FIG. 1 is a block diagram of a modulation circuit for modulating an absolute time code into a pulse train in one embodiment of the present invention.
The figure shows a block diagram of a counter that generates an absolute time code.
FIG. 3 is a time chart for explaining the operation of the modulation circuit,
4 and 5 are waveform diagrams used to explain the modulation rule and the modulation method, FIG. 6 is a schematic diagram showing the configuration of a cutting system, and FIGS. 7 and 8 are schematic diagrams showing an example of a method of manufacturing an optical disk. FIG. 9 is a block diagram of an example of a wobbling signal generation circuit, FIG. 10 is a frequency spectrum diagram used to explain band limitation in the wobbling signal generation circuit, and FIG. Record /
FIG. 12 is a block diagram showing an example of a reproducing circuit, and FIG. 12 is a waveform diagram used for explaining conventional PSK modulation. Explanation of main symbols in the drawings 1: input terminal of frame pulse, 2: input terminal of clock pulse, 4: 12-decimal counter, 8: 24-decimal counter, 15: switch circuit, 16: ternary logic signal generation circuit, 19 : Absolute time counter, 26: photoresist, 34: wobbling signal generation circuit, 40: pregroove, 41: optical disk, 46: digital high-pass filter, 47: digital low-pass filter, 7
2: bandpass filter, 75: synchronous detection circuit.

Claims (4)

(57) [Claims] In a modulation method for performing modulation by allocating 2n modulation bits to each bit of original data in which a plurality of bits of information are repeated at a predetermined frequency, when the bits of the original data are "0", 2n modulation bits are “1”, “0”

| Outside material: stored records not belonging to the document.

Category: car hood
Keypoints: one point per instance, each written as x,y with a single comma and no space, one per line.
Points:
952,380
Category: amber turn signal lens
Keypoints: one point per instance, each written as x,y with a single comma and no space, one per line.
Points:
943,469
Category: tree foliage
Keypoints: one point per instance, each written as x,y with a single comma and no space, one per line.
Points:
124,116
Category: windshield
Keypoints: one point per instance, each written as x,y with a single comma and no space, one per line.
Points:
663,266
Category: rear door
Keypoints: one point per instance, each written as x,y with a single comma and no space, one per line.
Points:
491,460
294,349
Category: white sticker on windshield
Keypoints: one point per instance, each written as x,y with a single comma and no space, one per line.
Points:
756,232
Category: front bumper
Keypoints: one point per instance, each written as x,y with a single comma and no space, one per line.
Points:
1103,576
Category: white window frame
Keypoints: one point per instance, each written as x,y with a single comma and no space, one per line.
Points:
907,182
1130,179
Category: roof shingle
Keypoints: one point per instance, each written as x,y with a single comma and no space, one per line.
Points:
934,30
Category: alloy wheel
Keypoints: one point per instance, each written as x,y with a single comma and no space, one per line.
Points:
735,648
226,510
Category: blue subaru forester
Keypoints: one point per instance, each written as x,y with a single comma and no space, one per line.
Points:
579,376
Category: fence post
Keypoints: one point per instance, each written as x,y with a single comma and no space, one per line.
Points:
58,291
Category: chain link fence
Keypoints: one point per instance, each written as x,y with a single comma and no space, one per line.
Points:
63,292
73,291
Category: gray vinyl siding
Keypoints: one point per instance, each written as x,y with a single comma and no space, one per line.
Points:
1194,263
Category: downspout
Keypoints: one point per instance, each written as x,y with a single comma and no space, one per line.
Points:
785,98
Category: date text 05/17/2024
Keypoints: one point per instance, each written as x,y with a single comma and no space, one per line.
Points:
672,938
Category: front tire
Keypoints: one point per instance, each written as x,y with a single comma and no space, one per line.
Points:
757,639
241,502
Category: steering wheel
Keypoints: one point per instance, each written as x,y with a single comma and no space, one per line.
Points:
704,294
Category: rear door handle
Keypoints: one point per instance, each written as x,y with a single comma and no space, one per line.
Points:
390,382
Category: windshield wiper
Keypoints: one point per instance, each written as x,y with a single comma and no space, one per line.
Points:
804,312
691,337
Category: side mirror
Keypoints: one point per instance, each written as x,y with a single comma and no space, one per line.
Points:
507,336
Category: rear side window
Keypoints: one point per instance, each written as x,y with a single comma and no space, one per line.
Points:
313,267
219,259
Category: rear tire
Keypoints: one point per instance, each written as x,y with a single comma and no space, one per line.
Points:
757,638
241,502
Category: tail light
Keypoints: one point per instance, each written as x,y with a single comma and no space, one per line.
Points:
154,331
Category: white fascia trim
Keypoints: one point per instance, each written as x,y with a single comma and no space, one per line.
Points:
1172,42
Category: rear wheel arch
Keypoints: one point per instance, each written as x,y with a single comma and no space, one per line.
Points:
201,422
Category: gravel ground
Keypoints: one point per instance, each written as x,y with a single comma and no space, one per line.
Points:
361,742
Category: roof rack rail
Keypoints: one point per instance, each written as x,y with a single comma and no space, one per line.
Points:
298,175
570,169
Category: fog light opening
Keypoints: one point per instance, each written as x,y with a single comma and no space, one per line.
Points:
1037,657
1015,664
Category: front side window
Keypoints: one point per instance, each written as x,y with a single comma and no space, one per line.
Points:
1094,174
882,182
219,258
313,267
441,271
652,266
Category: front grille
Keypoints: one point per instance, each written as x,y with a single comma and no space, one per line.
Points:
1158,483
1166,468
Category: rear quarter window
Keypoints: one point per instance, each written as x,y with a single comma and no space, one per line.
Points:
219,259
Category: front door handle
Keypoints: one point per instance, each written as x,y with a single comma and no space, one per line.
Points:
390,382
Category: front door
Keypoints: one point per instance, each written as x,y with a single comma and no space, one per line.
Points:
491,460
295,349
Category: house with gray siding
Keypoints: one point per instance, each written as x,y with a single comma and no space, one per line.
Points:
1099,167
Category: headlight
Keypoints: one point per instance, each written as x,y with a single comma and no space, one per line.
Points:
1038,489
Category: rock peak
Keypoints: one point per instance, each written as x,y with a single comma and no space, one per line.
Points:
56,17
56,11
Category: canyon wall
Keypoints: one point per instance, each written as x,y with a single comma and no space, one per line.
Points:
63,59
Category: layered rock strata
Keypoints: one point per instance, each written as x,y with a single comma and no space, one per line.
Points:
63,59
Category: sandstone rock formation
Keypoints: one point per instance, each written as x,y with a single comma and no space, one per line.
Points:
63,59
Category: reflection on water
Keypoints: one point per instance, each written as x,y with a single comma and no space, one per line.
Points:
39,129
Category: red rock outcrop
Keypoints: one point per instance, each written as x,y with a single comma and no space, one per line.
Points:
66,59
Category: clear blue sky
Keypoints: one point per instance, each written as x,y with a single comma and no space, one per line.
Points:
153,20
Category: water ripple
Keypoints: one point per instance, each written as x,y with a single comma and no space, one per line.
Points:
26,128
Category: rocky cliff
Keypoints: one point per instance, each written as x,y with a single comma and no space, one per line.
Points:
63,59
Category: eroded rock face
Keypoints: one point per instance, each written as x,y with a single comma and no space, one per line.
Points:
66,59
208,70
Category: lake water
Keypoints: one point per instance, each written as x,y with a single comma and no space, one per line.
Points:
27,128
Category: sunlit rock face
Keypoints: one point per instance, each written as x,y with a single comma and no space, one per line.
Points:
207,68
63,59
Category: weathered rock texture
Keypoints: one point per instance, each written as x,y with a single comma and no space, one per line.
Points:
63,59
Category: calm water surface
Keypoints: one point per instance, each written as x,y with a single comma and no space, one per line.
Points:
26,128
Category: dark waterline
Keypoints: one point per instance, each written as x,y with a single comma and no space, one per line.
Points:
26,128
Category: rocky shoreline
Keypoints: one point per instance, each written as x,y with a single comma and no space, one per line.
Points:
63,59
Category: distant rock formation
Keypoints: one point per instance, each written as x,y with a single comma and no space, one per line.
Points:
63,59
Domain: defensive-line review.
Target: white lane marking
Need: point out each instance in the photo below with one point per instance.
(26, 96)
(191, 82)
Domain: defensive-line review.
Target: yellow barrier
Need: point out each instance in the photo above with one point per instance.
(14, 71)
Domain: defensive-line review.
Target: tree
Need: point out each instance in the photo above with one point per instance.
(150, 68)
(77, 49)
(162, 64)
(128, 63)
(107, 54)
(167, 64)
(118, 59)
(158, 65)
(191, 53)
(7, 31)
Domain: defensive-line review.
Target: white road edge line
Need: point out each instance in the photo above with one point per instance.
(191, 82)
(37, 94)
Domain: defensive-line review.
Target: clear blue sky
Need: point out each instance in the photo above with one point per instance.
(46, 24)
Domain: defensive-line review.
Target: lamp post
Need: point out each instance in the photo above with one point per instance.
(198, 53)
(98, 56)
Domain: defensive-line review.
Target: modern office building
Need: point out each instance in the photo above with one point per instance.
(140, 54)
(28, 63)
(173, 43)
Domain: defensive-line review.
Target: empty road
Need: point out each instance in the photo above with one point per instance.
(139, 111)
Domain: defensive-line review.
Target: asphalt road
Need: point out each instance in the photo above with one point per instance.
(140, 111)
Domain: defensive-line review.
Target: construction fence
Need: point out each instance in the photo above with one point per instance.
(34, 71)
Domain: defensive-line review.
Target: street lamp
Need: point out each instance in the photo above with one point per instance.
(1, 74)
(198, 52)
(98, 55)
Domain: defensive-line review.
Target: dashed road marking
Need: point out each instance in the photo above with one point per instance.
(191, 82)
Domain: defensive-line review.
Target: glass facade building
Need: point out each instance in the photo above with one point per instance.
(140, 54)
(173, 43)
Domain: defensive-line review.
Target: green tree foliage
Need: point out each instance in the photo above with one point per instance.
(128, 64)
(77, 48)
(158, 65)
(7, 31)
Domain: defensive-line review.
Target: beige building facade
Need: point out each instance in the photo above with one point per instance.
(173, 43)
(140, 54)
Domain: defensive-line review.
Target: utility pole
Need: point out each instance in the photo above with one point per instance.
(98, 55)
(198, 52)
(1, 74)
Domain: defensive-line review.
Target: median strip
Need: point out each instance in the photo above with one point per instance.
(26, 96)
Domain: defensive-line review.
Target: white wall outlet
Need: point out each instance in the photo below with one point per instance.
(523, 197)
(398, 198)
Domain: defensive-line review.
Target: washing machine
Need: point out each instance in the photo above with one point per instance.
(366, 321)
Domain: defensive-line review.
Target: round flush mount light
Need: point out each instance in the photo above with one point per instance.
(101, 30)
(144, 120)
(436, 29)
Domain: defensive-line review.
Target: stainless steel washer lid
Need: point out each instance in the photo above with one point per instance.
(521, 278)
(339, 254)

When the bit of the original data is "1", the polarity of a predetermined two consecutive modulation bits excluding both end portions with respect to the repetition pattern of "1" and "0". A code modulation method characterized by inverting the following. 2. The code modulation method according to claim 1, wherein said original data is a BCD code. 3. The code modulation method according to claim 1, wherein a value obtained by dividing a bit frequency of the modulation bit by the predetermined frequency is not an integral multiple of the plurality of bits. Is assigned to the preamble code the number of modulation bits obtained by subtracting the value obtained by multiplying 2n from the divisor,
A code modulation method, wherein one preamble code is provided in each cycle of the predetermined frequency. 4. The code modulation method according to claim 3, wherein said preamble code has no DC component.